Bathroom Renovation - Week 10

I know this is naïve, but when our contractor told us the bathroom renovation would take five weeks, I actually believed it would take five weeks. Ok, I did have a skeptical moment when I asked, “Five consecutive weeks?” By which I meant contiguous weeks. And even though I didn’t use that word (because it seemed pompous under the circumstances), we all knew what I was asking: five weeks, one after the other, with no extra weeks in between them?

“Yes, yes,” he said. “Five weeks. Six at the outside.” And I’m sure he meant it when he said it, just like all men mean what they’re promising you at that breathless point when you’re handing over what they’ve been lobbying for. Which, in this case, was money.

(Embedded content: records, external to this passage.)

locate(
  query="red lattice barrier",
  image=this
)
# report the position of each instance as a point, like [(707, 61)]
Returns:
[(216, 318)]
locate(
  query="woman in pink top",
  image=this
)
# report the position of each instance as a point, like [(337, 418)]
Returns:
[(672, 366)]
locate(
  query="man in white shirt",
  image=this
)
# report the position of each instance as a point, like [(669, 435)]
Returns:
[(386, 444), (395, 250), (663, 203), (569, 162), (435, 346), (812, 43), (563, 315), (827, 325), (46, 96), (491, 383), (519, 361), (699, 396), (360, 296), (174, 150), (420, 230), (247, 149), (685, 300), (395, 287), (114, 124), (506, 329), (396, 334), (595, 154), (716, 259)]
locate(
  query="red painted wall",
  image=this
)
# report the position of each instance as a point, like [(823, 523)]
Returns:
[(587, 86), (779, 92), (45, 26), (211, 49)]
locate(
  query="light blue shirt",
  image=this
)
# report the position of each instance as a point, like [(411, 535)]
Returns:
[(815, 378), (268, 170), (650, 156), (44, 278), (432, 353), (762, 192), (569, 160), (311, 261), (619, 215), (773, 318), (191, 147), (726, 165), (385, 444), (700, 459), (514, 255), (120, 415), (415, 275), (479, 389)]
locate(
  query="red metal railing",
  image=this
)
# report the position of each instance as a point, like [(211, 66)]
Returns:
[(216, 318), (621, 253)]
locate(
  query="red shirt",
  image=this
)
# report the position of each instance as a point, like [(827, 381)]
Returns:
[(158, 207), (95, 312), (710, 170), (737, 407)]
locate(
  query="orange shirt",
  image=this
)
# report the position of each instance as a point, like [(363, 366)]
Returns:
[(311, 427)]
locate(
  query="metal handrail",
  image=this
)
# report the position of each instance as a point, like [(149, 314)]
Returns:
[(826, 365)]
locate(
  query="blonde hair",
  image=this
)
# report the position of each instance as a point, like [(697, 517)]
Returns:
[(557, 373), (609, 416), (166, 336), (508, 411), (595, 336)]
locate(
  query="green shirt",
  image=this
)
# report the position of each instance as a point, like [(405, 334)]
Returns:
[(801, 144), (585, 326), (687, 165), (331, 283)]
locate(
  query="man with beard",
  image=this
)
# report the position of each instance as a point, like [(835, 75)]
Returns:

It is one of my shortcomings (aka: raisins) to regard this kind of broken promise as some sort of personal betrayal. And I think that once it became clear to me that this bathroom was not going to be done in five weeks (which would have been before school ended), or seven weeks (which would have been before the teenager went on his journey), or ten weeks (which would have been now), the whole process just started making me a little cranky.

So, when I spoke to the contractor the other day, trying (as I typically have) to get a handle on the time-line for the remaining work, I was a little gruff. I was ready to launch into some spiel or other that would have made him feel really small and apologetic, and which would ultimately not have made me feel better (because I really don’t want him to feel bad, I just want my bathroom to be finished), but it turned out to be completely unnecessary. Because he already felt small and apologetic and helpless and distraught. I could hear all those things in his shaky voice as he told me that he’d just made the decision to shut down his company. That the recession had hit him long and hard, and after he finished up our job and a few others that he was working on, he was going to do the unimaginable: discontinue the family business he’d worked his whole life building for him and his son.

So, that kind of mellowed me out about the whole time line thing. Consecutive. Contiguous. It just shut me right the fuck up.